Publié le 2024-02-29 14:35:00. À l’occasion de la Journée de l’avocat dans l’État du Madhya Pradesh, une critique acerbe est exprimée sur les dysfonctionnements du système judiciaire indien et les difficultés rencontrées par les jeunes professionnels du droit, confrontés à un manque d’opportunités et à une dépendance aux relations.
- Les jeunes avocats du Madhya Pradesh attendent souvent leur premier dossier dans les couloirs des tribunaux, la compétence étant souvent éclipsée par les relations.
- Plus de 50 millions (5 crores) de dossiers sont en instance, entraînant des retards de justice considérables, parfois sur des décennies.
- Les conditions de travail des avocats des tribunaux de district sont précaires, sans infrastructure adéquate ni respect professionnel.
La Journée de l’avocat, traditionnellement un moment de célébration, a été l’occasion d’un constat alarmant sur la réalité du métier d’avocat dans l’État du Madhya Pradesh. Derrière les costumes et les discours, se cache une situation préoccupante pour les jeunes professionnels, qui peinent à s’établir et à faire valoir leurs compétences.
Selon des témoignages, l’accès aux affaires est souvent conditionné par des considérations relationnelles plutôt que par le mérite. Les avocats expérimentés accaparent les dossiers importants, tandis que les juniors se voient contraints d’accepter des honoraires dérisoires, de l’ordre de 5 000 à 7 000 roupies (environ 55 à 75 euros), pour assurer leur subsistance. Cette situation conduit à une perte de talent et à un sentiment d’injustice généralisé.
Le système judiciaire indien est confronté à une surcharge massive de dossiers, avec plus de 50 millions (5 crores) d’affaires en instance. Les délais de jugement sont excessivement longs, certains procès durant 15 à 20 ans, et les rendez-vous successifs sont souvent prétextes à de nouveaux reports. Cette lenteur est perçue par les clients comme un manque de sérieux et une volonté de prolonger les procédures pour augmenter les honoraires.
La situation est particulièrement difficile pour les avocats exerçant dans les tribunaux de district, qui manquent cruellement d’infrastructures et de moyens. Ils sont souvent contraints d’attendre debout dans la chaleur, d’exercer dans des couloirs bondés et sont considérés comme des avocats de “seconde classe”, malgré leur engagement envers la Constitution et ses principes.

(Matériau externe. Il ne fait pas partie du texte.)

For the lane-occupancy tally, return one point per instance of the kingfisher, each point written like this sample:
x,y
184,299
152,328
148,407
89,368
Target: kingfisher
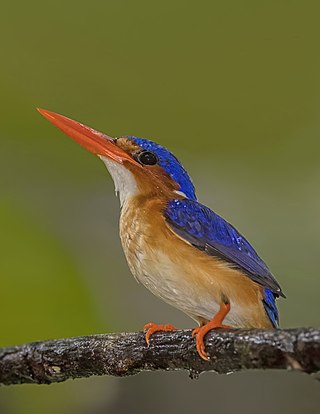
x,y
179,249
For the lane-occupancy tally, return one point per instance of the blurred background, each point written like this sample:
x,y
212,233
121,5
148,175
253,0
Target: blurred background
x,y
233,89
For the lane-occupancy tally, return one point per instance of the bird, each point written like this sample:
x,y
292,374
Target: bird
x,y
181,250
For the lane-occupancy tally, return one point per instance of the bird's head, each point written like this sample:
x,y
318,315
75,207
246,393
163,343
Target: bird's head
x,y
136,165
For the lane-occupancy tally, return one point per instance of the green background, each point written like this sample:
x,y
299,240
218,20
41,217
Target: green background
x,y
233,89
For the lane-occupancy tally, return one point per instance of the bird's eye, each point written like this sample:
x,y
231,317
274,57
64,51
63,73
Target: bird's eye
x,y
147,158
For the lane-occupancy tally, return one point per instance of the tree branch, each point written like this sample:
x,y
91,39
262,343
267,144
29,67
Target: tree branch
x,y
127,354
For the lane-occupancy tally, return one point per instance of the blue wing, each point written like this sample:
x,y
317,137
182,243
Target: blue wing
x,y
207,231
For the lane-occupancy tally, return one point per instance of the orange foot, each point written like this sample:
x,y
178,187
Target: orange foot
x,y
215,323
151,328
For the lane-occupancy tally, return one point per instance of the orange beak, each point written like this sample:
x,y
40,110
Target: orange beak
x,y
92,140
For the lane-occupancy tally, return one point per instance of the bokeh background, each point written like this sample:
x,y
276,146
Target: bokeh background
x,y
233,89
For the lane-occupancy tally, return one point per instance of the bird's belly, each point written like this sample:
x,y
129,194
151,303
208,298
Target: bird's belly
x,y
188,279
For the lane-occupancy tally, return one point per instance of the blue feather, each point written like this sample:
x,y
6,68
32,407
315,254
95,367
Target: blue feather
x,y
170,164
207,231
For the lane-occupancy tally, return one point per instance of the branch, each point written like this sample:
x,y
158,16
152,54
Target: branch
x,y
127,354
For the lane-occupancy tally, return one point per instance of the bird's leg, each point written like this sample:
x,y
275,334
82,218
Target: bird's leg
x,y
151,328
215,323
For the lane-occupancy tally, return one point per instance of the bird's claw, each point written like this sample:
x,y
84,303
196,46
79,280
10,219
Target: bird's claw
x,y
201,332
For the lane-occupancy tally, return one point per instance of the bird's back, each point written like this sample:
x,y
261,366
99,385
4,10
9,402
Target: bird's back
x,y
182,275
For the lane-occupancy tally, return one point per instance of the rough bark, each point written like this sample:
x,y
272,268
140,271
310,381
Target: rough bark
x,y
124,354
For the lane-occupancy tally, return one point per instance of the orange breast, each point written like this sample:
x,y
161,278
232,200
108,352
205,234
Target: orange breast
x,y
182,275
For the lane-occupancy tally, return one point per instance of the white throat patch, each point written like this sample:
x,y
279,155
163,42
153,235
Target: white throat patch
x,y
124,181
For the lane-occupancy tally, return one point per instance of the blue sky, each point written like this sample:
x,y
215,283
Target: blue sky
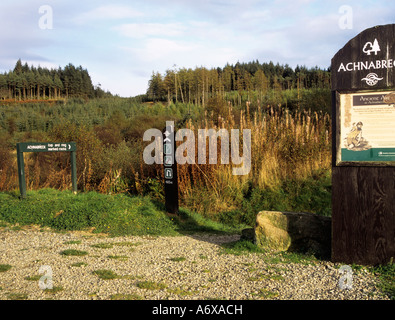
x,y
122,42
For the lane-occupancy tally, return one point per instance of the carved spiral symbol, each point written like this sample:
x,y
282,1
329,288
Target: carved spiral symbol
x,y
372,79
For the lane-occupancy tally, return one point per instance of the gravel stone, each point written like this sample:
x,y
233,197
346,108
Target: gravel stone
x,y
202,270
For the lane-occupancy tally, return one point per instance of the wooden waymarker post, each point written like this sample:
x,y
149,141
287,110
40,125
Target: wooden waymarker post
x,y
170,168
363,148
45,147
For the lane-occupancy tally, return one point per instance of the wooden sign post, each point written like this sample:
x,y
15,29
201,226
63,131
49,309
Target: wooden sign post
x,y
45,147
170,168
363,157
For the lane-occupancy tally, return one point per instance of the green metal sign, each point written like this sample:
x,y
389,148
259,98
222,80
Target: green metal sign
x,y
45,147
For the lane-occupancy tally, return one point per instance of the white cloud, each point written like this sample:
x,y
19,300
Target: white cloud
x,y
108,12
143,30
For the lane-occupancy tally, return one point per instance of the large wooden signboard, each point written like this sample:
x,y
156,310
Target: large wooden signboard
x,y
363,158
45,147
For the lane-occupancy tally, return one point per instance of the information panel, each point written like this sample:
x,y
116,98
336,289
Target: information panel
x,y
367,130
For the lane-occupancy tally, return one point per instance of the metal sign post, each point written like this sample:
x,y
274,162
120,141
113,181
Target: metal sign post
x,y
170,169
45,147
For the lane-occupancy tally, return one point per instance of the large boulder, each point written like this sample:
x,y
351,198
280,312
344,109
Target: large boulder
x,y
296,232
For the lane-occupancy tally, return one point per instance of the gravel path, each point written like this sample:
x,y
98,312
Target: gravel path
x,y
184,267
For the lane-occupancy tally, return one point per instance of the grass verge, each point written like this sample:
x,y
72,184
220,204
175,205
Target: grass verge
x,y
113,214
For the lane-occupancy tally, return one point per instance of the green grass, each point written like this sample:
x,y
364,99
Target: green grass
x,y
106,274
116,215
5,267
150,285
73,252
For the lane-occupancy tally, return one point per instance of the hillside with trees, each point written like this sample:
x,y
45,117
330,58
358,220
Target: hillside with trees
x,y
26,82
252,78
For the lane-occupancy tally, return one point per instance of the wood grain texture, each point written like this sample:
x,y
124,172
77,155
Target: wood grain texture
x,y
363,215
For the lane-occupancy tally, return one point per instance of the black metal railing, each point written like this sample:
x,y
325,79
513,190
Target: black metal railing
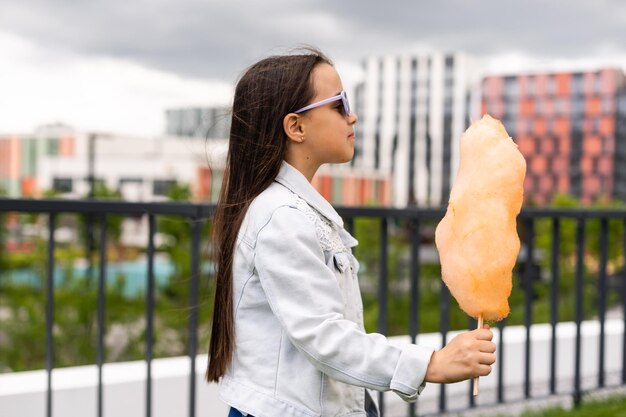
x,y
415,219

Cette réalité contraste fortement avec l’image que les avocats cherchent à projeter, celle d’ “Officiers de la Cour”. La profession est confrontée à un paradoxe : elle prône des valeurs d’intégrité et de justice, mais elle est souvent minée par la corruption et le favoritisme. Il est souligné que le réseautage et les relations priment souvent sur la connaissance et la compétence.
L’article met en lumière l’importance de l’intégrité et de l’éthique au sein de la profession, en évoquant l’avocat qui se bat pour le client pauvre, le jeune professionnel qui travaille dur sans revenus, le senior qui conseille plutôt qu’il n’exploite, et celui qui refuse les dossiers douteux malgré les honoraires proposés. Il appelle à une remise en question profonde des fondations du système judiciaire, afin de garantir un accès équitable à la justice pour tous.